Quatre questions sur la réforme de la légitime défense pour les policiers
Pour les policiers, dont la grogne dure depuis près d'un mois, la loi les empêcherait de faire usage de leur arme.
Le 8 octobre dernier, à Viry-Châtillon (Essonne), une patrouille de police est la cible de jets de cocktails Molotov. Deux policiers en sortent gravement brûlés ; aucun n'a utilisé son arme pour se défendre. Les syndicats y voient le signe d'une inhibition créée par la loi actuelle sur la légitime défense, trop restrictive. Ils demandent à ce qu'elle évolue.
La revendication est loin d'être neuve : il avait déjà été question de réformer ce régime en avril 2012 par exemple, quand un policier avait été mis en examen après avoir blessé mortellement un cambrioleur à Noisy-le-Sec (Seine-Saint-Denis). Franceinfo résume le débat en trois questions.

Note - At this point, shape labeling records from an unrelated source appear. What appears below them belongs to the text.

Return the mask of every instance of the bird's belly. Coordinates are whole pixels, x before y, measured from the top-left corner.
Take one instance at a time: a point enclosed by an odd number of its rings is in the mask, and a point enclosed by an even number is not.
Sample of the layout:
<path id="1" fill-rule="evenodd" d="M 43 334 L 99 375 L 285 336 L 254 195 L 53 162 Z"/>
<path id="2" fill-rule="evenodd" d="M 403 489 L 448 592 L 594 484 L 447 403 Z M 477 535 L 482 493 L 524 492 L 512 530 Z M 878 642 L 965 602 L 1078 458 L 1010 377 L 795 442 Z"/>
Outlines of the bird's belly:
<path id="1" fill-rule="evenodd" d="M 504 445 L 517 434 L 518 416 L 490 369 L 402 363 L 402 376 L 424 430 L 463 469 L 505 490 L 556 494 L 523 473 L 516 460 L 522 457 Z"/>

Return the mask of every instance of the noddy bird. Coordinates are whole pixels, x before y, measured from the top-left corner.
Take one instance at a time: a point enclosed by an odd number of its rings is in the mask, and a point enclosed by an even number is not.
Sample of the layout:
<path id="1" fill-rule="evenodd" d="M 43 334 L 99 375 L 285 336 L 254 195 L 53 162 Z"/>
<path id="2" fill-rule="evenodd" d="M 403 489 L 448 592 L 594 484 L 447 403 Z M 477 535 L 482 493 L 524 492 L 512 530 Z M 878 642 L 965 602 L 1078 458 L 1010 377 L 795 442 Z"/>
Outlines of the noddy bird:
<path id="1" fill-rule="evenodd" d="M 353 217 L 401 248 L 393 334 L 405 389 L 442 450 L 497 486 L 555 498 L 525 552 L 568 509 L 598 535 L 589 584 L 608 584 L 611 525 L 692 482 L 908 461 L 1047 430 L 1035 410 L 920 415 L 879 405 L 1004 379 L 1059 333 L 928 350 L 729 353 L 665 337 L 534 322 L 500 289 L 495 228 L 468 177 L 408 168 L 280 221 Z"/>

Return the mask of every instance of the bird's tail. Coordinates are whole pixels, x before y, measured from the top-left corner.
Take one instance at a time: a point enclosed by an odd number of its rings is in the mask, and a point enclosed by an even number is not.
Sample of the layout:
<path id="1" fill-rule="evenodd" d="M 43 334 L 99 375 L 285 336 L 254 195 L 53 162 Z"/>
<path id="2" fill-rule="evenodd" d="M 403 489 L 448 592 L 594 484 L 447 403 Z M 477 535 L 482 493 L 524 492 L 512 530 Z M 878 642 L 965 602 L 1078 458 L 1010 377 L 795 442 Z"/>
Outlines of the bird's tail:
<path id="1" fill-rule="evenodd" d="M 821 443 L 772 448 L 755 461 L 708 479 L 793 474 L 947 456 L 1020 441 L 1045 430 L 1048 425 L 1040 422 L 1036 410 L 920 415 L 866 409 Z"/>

Que prévoit la loi actuelle ?
L'usage de la force chez les policiers ne dépend pas d'une juridiction spécifique mais du Code pénal, comme pour un individu lambda. Et plus précisément, de l’article 122-5. Voici que la loi affirme : "N'est pas pénalement responsable la personne qui, devant une atteinte injustifiée envers elle-même ou autrui, accomplit, dans le même temps, un acte commandé par la nécessité de la légitime défense d’elle-même ou d’autrui, sauf s’il y a disproportion entre les moyens de défense employés et la gravité de l’atteinte." La loi française elle-même est encadrée par le texte de la Convention européenne des droits de l'homme, pour qui l'arme doit rester un ultime recours chez les forces de l'ordre, mettant en avant le concept "d'absolue nécessité".
En clair, pour qu'il y ait légitime défense, il faut répondre à une menace réelle contre soi-même, un tiers ou un bien. Et que cette réponse soit immédiate et proportionnelle. Pas besoin d'attendre de se faire tirer dessus, la simple présence menaçante d'une arme, même si elle est factice, suffit. Mais répondre par une gifle à un tir à bout portant, par exemple, serait considéré comme non proportionné. Il faut aussi que l'usage d'une arme soit l'unique moyen de s'en sortir : si les policiers peuvent fuir, ce n'est pas de légitime défense.
Quelles sont les revendications des syndicats ?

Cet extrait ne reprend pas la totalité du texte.